Neet is a girl problem too

22nd December 2006 at 00:00
New figures reveal that girls run a greater risk of ending up without jobs than boys in some areas

THE STEREOTYPE of the Neet youngster - a young, "neddy" male, in and out of trouble with the police - has been shattered by statistics from some of the "Neet" hotspots in Scotland.

In North and East Ayrshire, girls claiming workless benefit outnumber boys, while in Inverclyde, education officials been surprised that the split is close to 50:50 between girls and boys in the Neet group.

The findings come with a health warning from education officials that youngsters between 16 and 19 years old are a complex group and that there should be no rush to find a quick-fix solution.

A number of explanations are offered as to why so many girls should be Neet - not in education, employment or training - and why a particularly large proportion fall into the category of not actively seeking work. They vary from teenage pregnancy, caring responsibilities for relatives or siblings, lack of aspiration, and some Asian girls being expected by their families to stay at home.

Graham Short, executive director of educational and social services at East Ayrshire Council, said: "Girls in disadvantaged areas seems to be much less career aspirational than boys. It is one of the paradoxes: girls tend to achieve much more in school than boys but, when it comes to the transition to work, boys still have less of a disadvantage."

In November, Graham Donaldson, senior chief inspector of education, told the annual conference of the Headteachers' Association of Scotland that there were more girls in the Neet group than boys, and that schools had to do more to track pupils when they left secondary education.

Since then, Jack McConnell, the First Minister, has announced that, if Labour won the Scottish elections, he would set up 100 skills academies to tackle the Neet problem. This month, he announced that all 12 Scottish Premier League football clubs had signed up to a Scottish Executive initiative to try and engage potentially Neet boys.

Mr McConnell has also floated the idea of effectively raising the school leaving age for young people who do not have a further education or training place or job to go to at the age of 16.

However, Mr Short warned: "There is a danger that we deal with the population of school-leavers in terms of just a leavers' destination.

"We could have young people leaving school at 16 and going to college. But the question is, what are they going to be doing six weeks after starting college?
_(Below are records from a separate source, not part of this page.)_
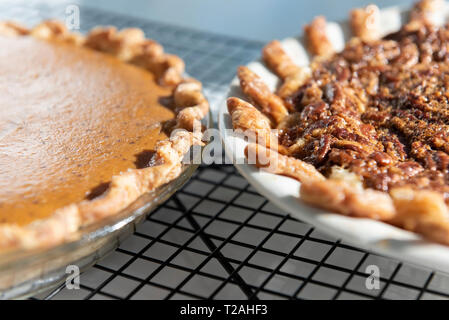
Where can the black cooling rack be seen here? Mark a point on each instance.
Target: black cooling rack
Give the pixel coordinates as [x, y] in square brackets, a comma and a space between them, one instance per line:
[218, 238]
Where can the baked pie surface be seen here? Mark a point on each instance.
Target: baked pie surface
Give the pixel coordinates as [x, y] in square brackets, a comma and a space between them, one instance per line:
[365, 130]
[87, 125]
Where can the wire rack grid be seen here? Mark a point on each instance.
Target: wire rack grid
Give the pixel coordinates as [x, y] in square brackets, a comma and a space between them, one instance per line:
[217, 238]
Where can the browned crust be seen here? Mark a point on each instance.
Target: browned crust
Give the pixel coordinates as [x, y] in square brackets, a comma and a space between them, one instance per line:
[419, 211]
[278, 61]
[292, 75]
[344, 198]
[276, 163]
[261, 96]
[316, 38]
[131, 46]
[365, 23]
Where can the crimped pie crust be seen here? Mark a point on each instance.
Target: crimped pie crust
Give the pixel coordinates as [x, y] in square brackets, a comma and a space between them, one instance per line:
[131, 46]
[419, 206]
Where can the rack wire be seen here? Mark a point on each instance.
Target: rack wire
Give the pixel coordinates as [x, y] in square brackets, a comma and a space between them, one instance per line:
[217, 238]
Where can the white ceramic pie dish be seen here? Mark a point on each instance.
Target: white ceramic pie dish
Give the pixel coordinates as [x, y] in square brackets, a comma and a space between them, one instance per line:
[284, 192]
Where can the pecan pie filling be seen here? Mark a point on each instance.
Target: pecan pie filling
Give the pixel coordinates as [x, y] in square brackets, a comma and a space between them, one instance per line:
[379, 109]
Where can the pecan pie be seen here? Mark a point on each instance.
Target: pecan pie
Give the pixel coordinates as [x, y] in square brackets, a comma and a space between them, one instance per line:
[365, 130]
[87, 125]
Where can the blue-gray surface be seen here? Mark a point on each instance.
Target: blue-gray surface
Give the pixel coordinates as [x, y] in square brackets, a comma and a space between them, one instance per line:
[261, 20]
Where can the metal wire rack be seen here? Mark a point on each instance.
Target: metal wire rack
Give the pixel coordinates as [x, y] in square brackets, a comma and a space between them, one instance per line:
[218, 238]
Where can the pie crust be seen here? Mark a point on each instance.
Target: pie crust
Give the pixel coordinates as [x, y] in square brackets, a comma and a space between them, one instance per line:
[130, 46]
[328, 120]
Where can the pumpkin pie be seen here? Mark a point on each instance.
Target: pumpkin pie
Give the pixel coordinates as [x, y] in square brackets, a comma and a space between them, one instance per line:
[87, 125]
[365, 130]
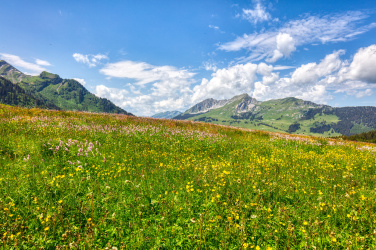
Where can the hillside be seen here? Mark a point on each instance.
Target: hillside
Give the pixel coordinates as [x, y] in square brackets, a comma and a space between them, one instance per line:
[363, 137]
[13, 94]
[66, 94]
[167, 114]
[84, 180]
[289, 115]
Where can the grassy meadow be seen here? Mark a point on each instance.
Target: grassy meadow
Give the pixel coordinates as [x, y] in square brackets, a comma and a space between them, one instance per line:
[76, 180]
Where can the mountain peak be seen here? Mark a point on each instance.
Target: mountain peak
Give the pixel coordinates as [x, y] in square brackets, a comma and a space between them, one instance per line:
[11, 73]
[47, 75]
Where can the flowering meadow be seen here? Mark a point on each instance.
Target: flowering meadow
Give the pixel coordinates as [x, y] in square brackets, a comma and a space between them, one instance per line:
[99, 181]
We have a consensus across the country among education authorities and FE colleges that the big issue with Neet is to solve the retention rate problem in colleges."

In his authority, the figures for people aged 16-19 claiming workless benefit in 2005, according to the Department for Work and Pensions, were 400 girls and 348 boys. In 2004, the figures were 380 girls and 300 boys; in 2003 - 380 girls and 345 boys.
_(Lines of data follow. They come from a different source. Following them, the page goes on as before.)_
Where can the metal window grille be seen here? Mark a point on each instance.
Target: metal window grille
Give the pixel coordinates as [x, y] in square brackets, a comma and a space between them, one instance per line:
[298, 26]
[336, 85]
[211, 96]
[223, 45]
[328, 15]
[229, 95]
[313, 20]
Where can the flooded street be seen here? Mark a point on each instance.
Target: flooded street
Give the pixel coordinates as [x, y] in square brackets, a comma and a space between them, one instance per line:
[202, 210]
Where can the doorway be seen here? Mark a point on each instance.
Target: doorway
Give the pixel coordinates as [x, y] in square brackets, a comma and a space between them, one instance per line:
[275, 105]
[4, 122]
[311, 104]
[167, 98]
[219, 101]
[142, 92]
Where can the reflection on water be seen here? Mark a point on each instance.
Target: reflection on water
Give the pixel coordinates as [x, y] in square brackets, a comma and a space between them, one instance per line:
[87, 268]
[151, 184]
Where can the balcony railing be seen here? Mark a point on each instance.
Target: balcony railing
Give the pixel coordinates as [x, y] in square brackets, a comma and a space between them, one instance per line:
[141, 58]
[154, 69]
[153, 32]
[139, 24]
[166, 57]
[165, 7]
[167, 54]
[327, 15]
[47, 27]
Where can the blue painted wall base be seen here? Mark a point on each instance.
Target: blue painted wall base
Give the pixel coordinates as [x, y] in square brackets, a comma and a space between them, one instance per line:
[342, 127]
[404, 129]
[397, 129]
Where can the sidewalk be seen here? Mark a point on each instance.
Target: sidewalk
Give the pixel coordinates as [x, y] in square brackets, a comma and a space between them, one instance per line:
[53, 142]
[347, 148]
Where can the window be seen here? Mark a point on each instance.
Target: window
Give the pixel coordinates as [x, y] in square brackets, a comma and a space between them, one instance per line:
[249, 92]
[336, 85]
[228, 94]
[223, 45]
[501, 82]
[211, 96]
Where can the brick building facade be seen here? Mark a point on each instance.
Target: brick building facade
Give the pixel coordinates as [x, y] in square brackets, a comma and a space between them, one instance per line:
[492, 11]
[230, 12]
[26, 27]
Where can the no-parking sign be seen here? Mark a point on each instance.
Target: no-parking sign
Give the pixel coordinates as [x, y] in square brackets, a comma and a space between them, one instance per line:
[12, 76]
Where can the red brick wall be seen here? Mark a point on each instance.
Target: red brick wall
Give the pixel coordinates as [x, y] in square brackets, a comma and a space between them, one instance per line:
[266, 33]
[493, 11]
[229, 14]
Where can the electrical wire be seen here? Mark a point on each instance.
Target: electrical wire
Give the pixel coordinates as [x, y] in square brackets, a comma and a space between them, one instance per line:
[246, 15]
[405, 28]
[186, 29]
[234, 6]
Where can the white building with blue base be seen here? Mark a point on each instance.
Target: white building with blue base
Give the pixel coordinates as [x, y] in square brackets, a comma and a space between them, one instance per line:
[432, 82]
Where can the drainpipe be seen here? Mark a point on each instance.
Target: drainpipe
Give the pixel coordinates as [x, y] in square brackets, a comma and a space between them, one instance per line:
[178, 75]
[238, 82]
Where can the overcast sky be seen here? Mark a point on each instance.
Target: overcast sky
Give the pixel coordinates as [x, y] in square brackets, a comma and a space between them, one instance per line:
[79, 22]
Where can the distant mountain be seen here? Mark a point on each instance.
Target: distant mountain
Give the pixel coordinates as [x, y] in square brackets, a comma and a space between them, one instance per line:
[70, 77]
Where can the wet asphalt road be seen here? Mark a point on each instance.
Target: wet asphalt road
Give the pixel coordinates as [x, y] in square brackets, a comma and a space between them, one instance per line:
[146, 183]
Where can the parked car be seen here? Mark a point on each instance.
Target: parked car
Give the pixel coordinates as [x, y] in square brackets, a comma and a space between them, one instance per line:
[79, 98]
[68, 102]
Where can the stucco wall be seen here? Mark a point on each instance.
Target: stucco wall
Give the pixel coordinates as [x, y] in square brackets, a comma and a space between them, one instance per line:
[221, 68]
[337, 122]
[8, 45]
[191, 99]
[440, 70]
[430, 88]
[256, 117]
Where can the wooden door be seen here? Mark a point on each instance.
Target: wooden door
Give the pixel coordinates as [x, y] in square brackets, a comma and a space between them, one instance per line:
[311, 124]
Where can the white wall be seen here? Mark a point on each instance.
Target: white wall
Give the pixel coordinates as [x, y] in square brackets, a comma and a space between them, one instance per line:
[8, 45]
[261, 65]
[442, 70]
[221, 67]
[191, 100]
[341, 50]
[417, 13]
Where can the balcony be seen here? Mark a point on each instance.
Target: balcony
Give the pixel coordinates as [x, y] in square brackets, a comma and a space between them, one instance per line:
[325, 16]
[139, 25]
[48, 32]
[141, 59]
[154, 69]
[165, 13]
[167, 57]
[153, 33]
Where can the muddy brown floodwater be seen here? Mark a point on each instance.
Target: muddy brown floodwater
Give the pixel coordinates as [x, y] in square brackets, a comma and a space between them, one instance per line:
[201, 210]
He added: "According to our figures for October to November 2004, 80 of this group were lone parents."

John Travers, corporate director of education services in neighbouring North Ayrshire, said the figures in his authority for 16-19 year-olds on workless benefit in 2005 were: 400 girls to 330 boys.
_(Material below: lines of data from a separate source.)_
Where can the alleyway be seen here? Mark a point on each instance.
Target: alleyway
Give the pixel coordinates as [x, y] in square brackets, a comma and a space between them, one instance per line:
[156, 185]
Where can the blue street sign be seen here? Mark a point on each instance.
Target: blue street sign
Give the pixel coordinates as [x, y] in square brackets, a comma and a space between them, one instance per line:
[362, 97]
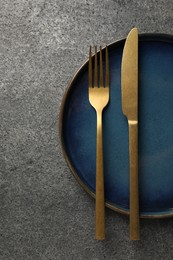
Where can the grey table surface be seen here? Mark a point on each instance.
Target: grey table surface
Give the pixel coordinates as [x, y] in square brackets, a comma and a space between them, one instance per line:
[44, 213]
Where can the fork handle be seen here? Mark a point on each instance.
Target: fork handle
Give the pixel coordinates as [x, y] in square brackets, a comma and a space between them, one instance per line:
[134, 190]
[100, 201]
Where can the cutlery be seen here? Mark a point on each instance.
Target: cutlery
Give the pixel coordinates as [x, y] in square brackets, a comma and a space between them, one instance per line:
[98, 98]
[129, 89]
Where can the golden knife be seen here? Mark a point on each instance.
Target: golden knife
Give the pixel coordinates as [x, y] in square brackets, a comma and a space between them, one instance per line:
[129, 88]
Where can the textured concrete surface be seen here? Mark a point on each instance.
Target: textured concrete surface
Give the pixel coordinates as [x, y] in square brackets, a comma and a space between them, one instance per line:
[44, 214]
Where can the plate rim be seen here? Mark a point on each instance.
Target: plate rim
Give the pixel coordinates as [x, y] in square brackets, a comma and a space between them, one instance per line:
[142, 37]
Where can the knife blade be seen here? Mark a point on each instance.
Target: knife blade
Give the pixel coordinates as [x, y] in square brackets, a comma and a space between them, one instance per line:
[129, 89]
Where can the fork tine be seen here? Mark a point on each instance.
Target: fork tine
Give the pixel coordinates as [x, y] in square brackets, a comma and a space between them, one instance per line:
[107, 68]
[90, 69]
[101, 68]
[95, 69]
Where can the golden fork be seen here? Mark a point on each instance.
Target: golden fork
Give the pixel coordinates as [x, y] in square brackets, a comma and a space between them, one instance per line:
[99, 97]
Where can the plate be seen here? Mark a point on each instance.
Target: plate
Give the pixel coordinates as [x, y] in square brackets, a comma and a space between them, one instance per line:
[78, 130]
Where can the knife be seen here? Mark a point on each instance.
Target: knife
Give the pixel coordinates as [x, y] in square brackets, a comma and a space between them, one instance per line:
[129, 89]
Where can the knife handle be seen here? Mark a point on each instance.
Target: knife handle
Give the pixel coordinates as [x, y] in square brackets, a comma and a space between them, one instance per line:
[100, 202]
[134, 187]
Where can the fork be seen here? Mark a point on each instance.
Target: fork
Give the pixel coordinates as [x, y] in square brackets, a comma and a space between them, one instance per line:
[98, 98]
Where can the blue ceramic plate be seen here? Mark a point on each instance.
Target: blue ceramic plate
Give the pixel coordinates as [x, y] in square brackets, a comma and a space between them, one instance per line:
[78, 130]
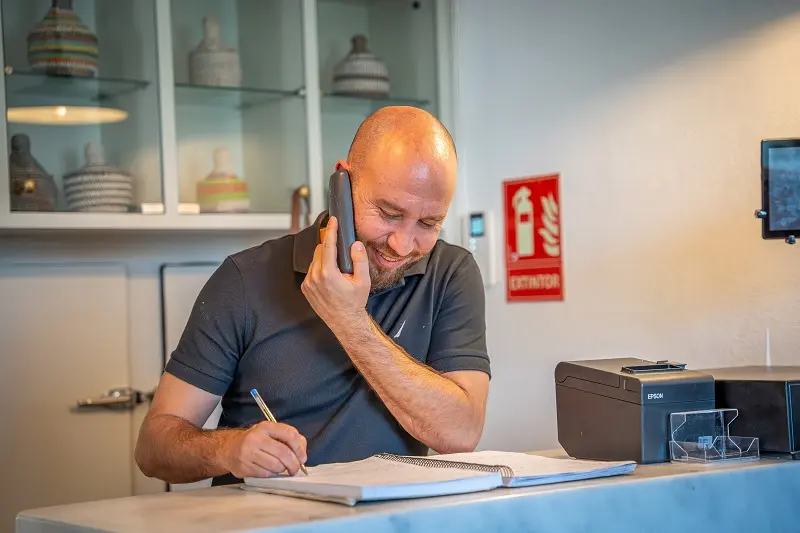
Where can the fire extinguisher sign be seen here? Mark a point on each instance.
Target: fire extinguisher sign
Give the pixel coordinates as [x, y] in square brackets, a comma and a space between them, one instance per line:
[533, 239]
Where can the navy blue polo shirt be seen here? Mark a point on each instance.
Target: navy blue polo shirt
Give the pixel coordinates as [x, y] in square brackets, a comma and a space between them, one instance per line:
[252, 327]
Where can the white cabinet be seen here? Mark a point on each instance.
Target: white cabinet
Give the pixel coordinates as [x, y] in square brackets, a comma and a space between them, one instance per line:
[217, 114]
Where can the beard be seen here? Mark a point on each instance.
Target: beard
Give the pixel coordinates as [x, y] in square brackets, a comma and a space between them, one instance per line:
[383, 278]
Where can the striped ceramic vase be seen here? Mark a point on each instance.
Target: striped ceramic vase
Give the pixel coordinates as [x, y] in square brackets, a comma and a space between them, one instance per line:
[361, 73]
[222, 191]
[61, 45]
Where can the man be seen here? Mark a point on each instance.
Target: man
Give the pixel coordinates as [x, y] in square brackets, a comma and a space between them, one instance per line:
[389, 359]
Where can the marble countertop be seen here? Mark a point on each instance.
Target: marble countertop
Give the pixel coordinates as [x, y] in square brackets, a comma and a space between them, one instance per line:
[760, 495]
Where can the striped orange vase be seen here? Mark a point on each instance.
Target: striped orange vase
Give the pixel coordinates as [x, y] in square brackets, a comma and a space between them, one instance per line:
[61, 45]
[222, 191]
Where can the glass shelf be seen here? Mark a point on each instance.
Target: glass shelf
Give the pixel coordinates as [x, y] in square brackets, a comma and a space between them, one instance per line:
[342, 101]
[24, 86]
[234, 97]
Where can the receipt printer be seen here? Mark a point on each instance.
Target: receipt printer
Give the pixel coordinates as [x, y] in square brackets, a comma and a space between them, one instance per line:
[618, 409]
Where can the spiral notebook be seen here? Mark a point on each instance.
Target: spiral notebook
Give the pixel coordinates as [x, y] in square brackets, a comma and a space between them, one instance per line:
[388, 477]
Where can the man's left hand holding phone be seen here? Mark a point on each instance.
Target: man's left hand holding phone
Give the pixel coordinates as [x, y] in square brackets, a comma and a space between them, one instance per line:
[338, 298]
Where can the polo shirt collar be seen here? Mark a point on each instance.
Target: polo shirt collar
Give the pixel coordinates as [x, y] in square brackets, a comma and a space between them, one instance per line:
[306, 240]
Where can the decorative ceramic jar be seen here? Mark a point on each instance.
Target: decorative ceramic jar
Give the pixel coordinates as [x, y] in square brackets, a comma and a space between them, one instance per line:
[222, 191]
[32, 188]
[213, 61]
[361, 73]
[61, 45]
[97, 186]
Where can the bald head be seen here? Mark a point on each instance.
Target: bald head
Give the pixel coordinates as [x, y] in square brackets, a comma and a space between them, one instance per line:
[403, 167]
[401, 136]
[409, 127]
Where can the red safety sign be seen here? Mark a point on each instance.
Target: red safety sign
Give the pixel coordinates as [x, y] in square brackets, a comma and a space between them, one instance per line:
[533, 239]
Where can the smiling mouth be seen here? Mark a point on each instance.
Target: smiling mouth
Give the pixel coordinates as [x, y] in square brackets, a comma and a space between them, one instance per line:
[388, 259]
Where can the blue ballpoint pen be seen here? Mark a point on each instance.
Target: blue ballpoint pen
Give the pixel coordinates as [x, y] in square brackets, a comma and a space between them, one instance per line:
[268, 414]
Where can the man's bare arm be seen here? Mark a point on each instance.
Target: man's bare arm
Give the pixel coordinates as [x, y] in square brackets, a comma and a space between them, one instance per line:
[173, 446]
[444, 411]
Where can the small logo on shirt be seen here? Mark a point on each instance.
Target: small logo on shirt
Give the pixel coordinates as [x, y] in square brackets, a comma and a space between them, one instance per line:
[396, 335]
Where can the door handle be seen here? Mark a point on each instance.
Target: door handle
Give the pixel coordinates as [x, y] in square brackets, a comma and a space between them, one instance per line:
[122, 399]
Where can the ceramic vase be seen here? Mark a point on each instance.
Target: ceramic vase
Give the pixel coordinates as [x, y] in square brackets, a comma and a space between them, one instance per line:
[361, 73]
[213, 61]
[97, 186]
[222, 191]
[32, 188]
[61, 45]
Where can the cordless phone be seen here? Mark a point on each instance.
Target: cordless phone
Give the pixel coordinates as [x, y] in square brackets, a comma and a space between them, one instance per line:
[340, 205]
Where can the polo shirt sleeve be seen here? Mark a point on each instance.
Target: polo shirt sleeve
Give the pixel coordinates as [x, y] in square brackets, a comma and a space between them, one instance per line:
[458, 339]
[209, 348]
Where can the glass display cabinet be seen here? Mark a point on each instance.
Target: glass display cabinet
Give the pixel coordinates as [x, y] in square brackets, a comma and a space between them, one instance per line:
[200, 114]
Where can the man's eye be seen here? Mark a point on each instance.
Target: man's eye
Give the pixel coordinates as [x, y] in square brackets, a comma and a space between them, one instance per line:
[390, 216]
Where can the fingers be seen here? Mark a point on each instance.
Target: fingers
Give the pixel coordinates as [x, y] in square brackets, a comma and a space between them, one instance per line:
[278, 450]
[329, 244]
[360, 263]
[289, 436]
[266, 463]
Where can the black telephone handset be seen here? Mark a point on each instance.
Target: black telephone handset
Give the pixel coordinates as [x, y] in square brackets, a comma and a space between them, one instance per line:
[340, 205]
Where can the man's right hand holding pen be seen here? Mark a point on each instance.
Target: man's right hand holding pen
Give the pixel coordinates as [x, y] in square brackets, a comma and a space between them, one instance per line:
[265, 449]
"People walk about with a stereotypical Neet youngster in their mind - that they are young and 'neddy', male, and getting into trouble with the police.

But that's not necessarily the case - the position is much more complex than that."

There were significant disparities between authorities. In North Ayrshire, there were very few jobs; in other authorities there were jobs going unfilled because youngsters did not want to go into them for one reason or another.

At Inverclyde, another of the seven "hotspot" Neet authorities, Colin Laird, a head of service in the education department, said: "Our impression of the Neet population is that females and males are roughly equal in size.

"That surprised me, knowing what I know about girls and their maturity and slightly greater willingness to learn. I would have expected the split to be otherwise - more males."

Mr Laird speculated that part of the explanation may be "movement and churn" in the service industry and shops.

Julie-Anne Jamieson, head of employability at Careers Scotland, said: "If you look at the statistics and attainment generally in schools, girls are doing better than boys.

"Intuitively, people think that Neet is more of a significant issue for boys because there are more boys than girls who are unemployed and looking for work than girls. But if you look at inactivity figures, the picture is different and there are more females."